Hire a Development Agency
Browse builders with Development Agency expertise, then narrow by build type, approach, and team structure.
A development agency is a full-service team that handles the end-to-end build of your MVP — from architecture and design through to deployment and handoff. Unlike hiring individual freelancers or assembling a piecemeal team, you're buying a coordinated unit that's shipped products before.
This matters for MVPs because speed and coherence are everything. A good agency already has internal workflows for making fast decisions about tech stack, scope, and priorities. They've seen dozens of early-stage products, so they know where founders over-invest and where they under-invest.
We're tracking 33 agencies with development as a core competency. The range is wide — from two-person studios to 50+ person shops — so the real work is finding the right fit for your stage, budget, and technical complexity.
33 agencies with Development Agency expertise
How to evaluate a development agency for your MVP build
The first thing to look at is their portfolio of early-stage work specifically. An agency that builds enterprise software all day will approach your MVP with the wrong instincts — over-engineering, long timelines, heavy process. You want a team that's comfortable shipping something imperfect in 6-10 weeks and knows how to make smart trade-offs about what to build now versus later.
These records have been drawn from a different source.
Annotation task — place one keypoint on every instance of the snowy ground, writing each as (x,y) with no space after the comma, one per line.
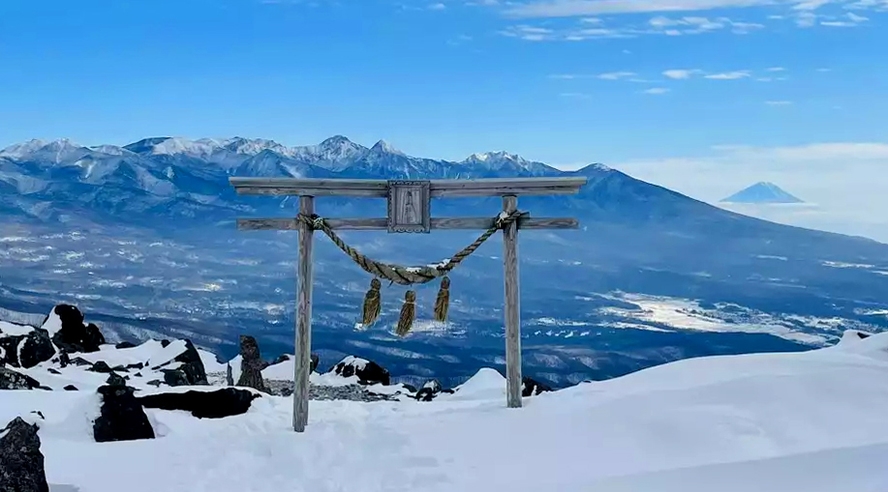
(814,421)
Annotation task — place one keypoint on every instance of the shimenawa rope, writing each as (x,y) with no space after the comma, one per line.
(406,275)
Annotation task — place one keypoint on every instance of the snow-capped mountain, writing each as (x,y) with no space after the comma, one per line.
(762,193)
(146,231)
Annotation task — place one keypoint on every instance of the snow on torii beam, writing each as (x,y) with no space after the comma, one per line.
(308,189)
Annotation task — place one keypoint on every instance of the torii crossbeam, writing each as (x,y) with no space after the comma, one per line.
(409,205)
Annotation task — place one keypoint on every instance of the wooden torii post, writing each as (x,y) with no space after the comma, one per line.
(409,205)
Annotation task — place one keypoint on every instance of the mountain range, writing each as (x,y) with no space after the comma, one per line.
(145,234)
(762,193)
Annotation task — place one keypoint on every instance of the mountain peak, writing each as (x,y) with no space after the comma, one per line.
(762,192)
(497,156)
(336,141)
(386,148)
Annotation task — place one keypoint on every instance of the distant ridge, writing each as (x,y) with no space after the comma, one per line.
(762,192)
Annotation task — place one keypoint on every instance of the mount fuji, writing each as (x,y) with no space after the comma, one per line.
(762,193)
(144,234)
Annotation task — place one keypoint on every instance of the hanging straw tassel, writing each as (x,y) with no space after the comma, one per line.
(371,303)
(442,303)
(408,312)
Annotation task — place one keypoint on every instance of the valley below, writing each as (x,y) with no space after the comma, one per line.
(144,241)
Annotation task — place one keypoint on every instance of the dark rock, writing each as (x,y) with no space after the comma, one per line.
(74,336)
(115,379)
(251,364)
(101,367)
(36,348)
(21,462)
(9,350)
(121,416)
(368,372)
(429,390)
(532,387)
(12,380)
(190,371)
(174,377)
(217,404)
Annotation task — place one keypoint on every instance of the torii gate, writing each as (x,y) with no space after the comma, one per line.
(409,205)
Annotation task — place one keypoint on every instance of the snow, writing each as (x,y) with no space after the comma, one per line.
(687,314)
(53,323)
(358,363)
(14,329)
(812,421)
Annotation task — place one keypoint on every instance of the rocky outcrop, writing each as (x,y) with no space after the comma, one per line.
(251,364)
(35,347)
(351,392)
(188,372)
(315,360)
(368,372)
(74,335)
(21,462)
(217,404)
(12,380)
(532,387)
(9,350)
(122,417)
(430,390)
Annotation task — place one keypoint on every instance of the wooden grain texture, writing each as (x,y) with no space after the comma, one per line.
(380,224)
(379,188)
(303,320)
(512,307)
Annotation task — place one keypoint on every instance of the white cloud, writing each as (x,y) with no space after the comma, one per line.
(738,74)
(680,73)
(615,75)
(574,8)
(844,181)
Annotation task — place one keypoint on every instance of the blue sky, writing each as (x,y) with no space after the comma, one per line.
(562,81)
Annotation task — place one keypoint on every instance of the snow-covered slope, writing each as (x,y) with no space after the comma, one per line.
(813,421)
(762,193)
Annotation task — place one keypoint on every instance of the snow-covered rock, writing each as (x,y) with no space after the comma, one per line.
(21,462)
(121,417)
(812,421)
(213,404)
(366,371)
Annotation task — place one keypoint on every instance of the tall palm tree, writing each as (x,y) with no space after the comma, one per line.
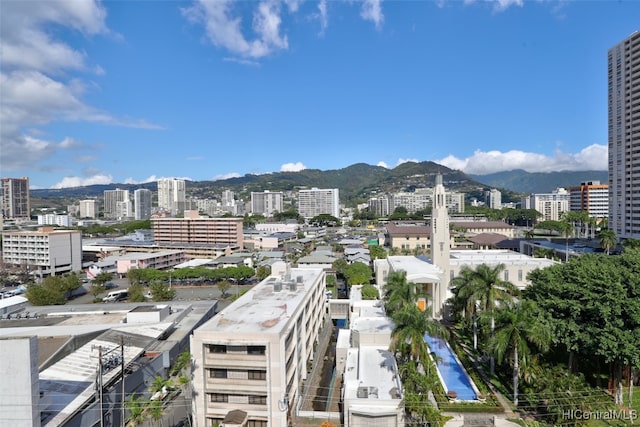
(467,306)
(407,337)
(608,239)
(399,292)
(486,288)
(518,325)
(135,406)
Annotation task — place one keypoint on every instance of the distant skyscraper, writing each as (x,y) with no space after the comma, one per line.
(142,203)
(15,198)
(591,197)
(172,195)
(88,208)
(266,203)
(317,201)
(624,137)
(111,200)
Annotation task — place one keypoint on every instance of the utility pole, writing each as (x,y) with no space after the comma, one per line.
(122,375)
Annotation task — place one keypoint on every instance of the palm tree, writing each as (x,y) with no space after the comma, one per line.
(398,292)
(517,327)
(486,287)
(135,406)
(608,239)
(407,337)
(467,306)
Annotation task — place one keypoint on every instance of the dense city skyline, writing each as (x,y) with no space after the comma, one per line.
(214,90)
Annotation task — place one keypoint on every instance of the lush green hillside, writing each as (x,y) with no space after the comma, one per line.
(539,182)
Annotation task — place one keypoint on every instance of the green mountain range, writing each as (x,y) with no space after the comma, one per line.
(356,183)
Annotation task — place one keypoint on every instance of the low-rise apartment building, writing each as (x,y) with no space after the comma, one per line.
(251,358)
(45,251)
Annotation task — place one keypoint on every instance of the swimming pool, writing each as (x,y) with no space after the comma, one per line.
(450,370)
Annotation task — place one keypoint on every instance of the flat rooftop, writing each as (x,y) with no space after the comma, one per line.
(267,307)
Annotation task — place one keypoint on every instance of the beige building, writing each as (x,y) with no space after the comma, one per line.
(193,229)
(45,252)
(15,202)
(250,360)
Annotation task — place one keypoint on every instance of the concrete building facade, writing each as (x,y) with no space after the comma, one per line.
(88,208)
(172,194)
(113,202)
(142,204)
(46,251)
(591,197)
(15,199)
(551,205)
(317,201)
(267,202)
(624,137)
(252,357)
(193,229)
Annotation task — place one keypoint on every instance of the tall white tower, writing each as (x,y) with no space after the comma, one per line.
(624,138)
(440,244)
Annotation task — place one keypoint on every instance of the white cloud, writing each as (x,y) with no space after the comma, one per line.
(292,167)
(593,157)
(226,176)
(401,161)
(224,29)
(372,11)
(76,181)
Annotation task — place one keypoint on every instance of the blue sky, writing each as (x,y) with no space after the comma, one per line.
(130,91)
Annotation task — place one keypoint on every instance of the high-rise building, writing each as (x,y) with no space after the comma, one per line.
(317,201)
(266,203)
(551,205)
(15,198)
(172,195)
(88,208)
(252,358)
(46,251)
(113,202)
(193,229)
(142,203)
(624,137)
(591,197)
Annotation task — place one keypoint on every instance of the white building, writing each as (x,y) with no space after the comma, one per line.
(252,357)
(494,199)
(46,251)
(113,202)
(88,208)
(379,206)
(142,204)
(267,202)
(54,219)
(371,389)
(172,195)
(551,205)
(624,137)
(14,198)
(316,201)
(591,197)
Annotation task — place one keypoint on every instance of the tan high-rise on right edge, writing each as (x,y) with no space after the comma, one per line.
(624,137)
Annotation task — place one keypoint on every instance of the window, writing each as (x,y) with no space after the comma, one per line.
(257,400)
(218,397)
(215,348)
(218,373)
(255,349)
(257,375)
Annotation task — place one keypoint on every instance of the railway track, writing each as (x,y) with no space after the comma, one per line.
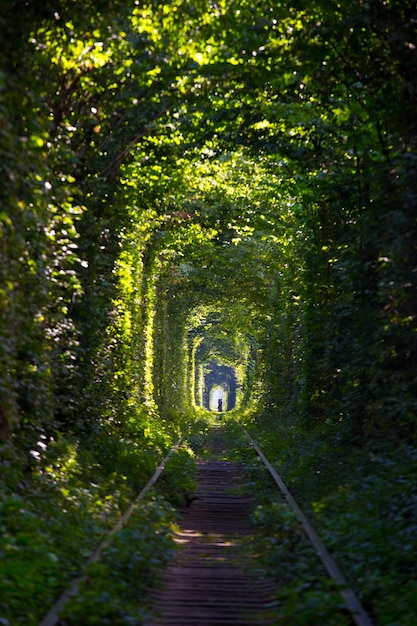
(214,580)
(211,582)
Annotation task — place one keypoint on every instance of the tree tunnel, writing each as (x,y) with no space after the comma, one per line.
(219,384)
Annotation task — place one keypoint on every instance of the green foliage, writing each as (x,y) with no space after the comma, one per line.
(115,591)
(361,501)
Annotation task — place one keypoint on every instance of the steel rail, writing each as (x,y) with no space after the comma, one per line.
(52,617)
(359,614)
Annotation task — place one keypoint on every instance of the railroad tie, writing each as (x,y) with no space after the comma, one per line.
(212,581)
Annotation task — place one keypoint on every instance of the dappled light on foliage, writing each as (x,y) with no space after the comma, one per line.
(204,201)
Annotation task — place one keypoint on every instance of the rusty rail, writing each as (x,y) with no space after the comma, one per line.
(359,615)
(53,616)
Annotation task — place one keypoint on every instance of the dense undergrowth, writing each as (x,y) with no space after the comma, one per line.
(363,503)
(54,514)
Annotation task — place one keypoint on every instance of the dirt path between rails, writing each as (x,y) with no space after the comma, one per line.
(212,580)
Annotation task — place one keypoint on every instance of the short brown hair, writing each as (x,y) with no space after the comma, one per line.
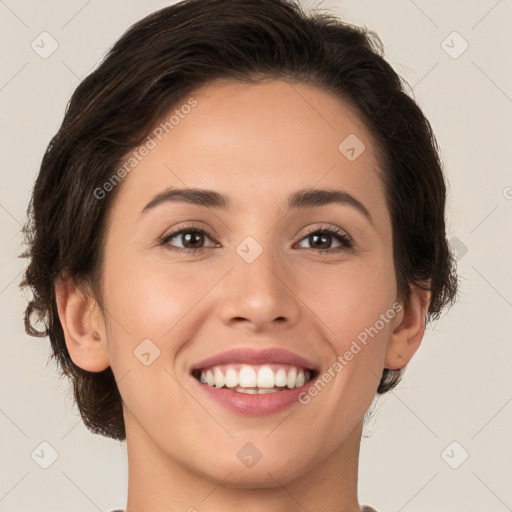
(166,56)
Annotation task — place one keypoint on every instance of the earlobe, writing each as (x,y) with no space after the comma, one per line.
(80,318)
(408,334)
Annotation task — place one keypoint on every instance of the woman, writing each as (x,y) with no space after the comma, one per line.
(237,239)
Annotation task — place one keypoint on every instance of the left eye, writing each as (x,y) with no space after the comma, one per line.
(325,235)
(190,240)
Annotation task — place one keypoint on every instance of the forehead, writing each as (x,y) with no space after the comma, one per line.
(262,140)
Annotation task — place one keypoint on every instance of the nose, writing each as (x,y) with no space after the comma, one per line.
(259,295)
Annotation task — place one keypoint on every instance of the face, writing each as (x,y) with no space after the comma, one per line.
(257,285)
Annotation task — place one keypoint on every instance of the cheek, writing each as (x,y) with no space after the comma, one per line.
(152,301)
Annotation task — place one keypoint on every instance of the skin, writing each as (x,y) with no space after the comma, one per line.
(256,144)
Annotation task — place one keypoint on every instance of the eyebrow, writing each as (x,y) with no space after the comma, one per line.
(306,198)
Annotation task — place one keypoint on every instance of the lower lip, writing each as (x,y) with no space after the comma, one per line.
(256,405)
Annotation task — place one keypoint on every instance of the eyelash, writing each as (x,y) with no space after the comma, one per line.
(344,239)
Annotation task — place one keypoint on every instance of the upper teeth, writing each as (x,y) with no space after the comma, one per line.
(254,376)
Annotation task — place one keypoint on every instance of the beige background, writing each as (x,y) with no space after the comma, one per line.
(458,387)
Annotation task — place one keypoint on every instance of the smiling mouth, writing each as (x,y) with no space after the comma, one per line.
(255,379)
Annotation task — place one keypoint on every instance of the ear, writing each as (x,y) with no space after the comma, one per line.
(83,325)
(406,337)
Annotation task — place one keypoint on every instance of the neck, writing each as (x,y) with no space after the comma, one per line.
(157,482)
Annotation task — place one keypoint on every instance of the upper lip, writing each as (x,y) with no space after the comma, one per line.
(246,355)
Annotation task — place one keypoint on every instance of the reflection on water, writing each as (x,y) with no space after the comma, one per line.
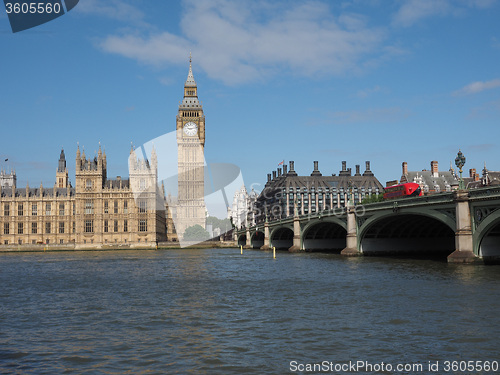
(219,312)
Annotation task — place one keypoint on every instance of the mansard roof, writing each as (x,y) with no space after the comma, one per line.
(444,180)
(35,192)
(115,184)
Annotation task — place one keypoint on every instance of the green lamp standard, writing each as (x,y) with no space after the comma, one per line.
(460,162)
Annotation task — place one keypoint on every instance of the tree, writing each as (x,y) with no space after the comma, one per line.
(224,225)
(195,233)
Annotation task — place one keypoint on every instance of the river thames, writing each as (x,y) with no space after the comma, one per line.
(219,312)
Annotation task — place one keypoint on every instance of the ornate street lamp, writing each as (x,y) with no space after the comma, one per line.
(460,162)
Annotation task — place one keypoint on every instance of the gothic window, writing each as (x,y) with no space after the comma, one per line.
(143,205)
(89,226)
(89,207)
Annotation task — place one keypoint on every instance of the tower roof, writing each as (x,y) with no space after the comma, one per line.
(190,82)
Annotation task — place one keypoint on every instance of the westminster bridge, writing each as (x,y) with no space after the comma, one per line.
(463,225)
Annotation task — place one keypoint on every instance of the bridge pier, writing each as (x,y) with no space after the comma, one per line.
(351,249)
(464,250)
(296,235)
(266,237)
(248,244)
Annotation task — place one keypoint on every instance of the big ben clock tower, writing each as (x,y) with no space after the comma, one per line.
(190,132)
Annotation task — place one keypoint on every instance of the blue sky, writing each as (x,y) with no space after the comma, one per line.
(385,81)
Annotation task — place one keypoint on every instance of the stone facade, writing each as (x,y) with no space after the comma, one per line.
(96,211)
(431,181)
(190,130)
(286,192)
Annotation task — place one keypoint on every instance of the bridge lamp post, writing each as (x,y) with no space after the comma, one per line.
(460,162)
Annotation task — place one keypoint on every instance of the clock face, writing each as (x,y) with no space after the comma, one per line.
(190,128)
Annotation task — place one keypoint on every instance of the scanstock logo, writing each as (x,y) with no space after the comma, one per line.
(25,14)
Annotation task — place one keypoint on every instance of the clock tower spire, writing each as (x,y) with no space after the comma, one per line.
(190,130)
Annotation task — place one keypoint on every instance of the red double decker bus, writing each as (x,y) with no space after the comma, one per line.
(410,189)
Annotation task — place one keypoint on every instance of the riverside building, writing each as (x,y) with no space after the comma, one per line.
(95,212)
(286,191)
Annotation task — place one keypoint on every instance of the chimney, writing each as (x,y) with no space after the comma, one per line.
(368,172)
(316,172)
(434,169)
(473,174)
(405,168)
(357,170)
(292,171)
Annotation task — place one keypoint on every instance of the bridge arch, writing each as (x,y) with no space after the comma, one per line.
(281,237)
(411,232)
(257,239)
(242,240)
(328,234)
(487,236)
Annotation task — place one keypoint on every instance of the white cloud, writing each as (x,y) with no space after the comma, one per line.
(412,11)
(114,9)
(476,87)
(239,42)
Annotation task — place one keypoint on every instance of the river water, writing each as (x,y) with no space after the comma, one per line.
(219,312)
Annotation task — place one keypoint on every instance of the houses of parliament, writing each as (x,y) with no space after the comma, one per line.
(98,211)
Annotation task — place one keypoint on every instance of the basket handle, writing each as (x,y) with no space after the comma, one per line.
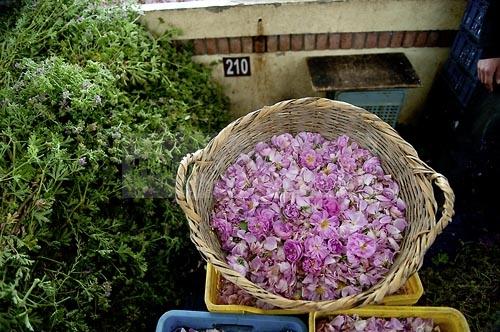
(447,211)
(183,194)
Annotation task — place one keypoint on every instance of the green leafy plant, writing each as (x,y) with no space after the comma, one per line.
(95,114)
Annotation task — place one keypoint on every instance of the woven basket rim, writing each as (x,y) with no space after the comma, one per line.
(187,197)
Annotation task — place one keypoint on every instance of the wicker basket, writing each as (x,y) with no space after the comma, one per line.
(198,173)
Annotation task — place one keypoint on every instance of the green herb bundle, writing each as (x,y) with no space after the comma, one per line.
(95,114)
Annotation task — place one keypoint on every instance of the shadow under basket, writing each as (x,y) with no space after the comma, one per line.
(409,294)
(198,172)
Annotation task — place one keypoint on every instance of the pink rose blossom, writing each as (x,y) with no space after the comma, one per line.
(308,218)
(361,245)
(293,250)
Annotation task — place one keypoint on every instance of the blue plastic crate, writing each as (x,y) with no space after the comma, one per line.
(473,18)
(466,52)
(174,319)
(386,103)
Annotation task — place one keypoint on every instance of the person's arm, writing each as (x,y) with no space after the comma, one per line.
(488,68)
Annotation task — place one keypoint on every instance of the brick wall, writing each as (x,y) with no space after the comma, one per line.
(323,41)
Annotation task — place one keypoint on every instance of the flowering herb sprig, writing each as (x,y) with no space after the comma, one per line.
(309,218)
(354,323)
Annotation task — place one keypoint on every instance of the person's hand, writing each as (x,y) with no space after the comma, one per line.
(488,71)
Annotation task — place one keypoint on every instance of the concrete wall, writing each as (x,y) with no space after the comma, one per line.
(422,29)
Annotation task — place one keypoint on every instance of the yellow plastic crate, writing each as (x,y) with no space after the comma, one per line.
(448,319)
(411,293)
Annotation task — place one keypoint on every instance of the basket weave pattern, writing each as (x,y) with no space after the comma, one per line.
(198,173)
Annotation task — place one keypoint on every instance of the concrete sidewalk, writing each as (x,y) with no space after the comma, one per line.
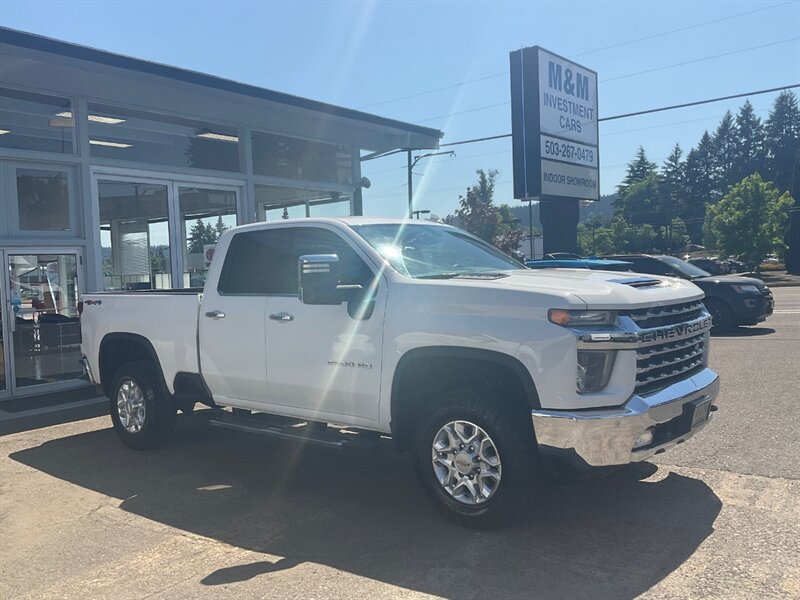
(777,278)
(35,412)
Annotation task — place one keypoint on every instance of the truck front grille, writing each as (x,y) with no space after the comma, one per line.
(647,318)
(661,365)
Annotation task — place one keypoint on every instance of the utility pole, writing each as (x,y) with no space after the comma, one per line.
(411,165)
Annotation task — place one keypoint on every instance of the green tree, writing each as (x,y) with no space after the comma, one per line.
(724,153)
(478,214)
(750,221)
(642,202)
(201,234)
(639,169)
(749,155)
(673,187)
(678,235)
(783,143)
(699,174)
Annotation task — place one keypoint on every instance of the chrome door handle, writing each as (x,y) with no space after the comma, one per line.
(284,317)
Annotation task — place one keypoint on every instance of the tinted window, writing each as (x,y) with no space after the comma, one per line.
(43,200)
(259,262)
(352,270)
(265,262)
(127,134)
(35,122)
(292,158)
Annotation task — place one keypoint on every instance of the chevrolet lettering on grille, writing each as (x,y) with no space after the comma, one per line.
(675,331)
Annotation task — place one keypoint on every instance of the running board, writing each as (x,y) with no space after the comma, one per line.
(307,432)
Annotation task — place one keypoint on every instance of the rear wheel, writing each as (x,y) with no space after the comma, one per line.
(143,414)
(477,460)
(721,316)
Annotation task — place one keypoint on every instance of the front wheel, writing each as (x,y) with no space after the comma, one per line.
(477,460)
(143,414)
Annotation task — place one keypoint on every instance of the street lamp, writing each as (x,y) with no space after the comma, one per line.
(411,165)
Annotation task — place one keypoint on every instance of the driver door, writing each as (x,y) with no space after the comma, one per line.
(320,359)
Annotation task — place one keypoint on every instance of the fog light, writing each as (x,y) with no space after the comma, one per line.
(594,370)
(644,440)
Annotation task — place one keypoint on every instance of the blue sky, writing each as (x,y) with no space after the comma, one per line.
(367,55)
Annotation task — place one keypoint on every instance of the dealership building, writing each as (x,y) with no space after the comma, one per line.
(119,174)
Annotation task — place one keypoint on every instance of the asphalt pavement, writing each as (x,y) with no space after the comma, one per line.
(219,512)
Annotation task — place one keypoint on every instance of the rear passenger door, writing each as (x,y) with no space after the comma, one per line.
(233,315)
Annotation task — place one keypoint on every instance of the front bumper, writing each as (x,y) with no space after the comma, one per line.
(753,308)
(608,436)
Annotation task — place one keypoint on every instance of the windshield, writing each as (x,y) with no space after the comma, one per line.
(684,268)
(424,251)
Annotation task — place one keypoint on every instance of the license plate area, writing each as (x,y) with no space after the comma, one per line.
(700,410)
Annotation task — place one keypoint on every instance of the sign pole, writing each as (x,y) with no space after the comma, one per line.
(555,140)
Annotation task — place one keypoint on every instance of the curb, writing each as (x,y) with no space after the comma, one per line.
(45,416)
Ask them directly: "What would you cut from this scope?" A good agency will push back on your feature list and tell you what doesn't matter for launch. A bad one will quote everything you ask for and pad the timeline. Also ask about ownership — who writes the code, and will you get clean handoff documentation when the build is done? Some agencies use junior developers or offshore subcontractors without being upfront about it.
Pay attention to how they handle the discovery phase. Agencies that jump straight to a quote without understanding your users, your market, or your constraints are going to build the wrong thing efficiently. A short paid discovery sprint (1-2 weeks) is usually worth it and signals that the agency takes scoping seriously.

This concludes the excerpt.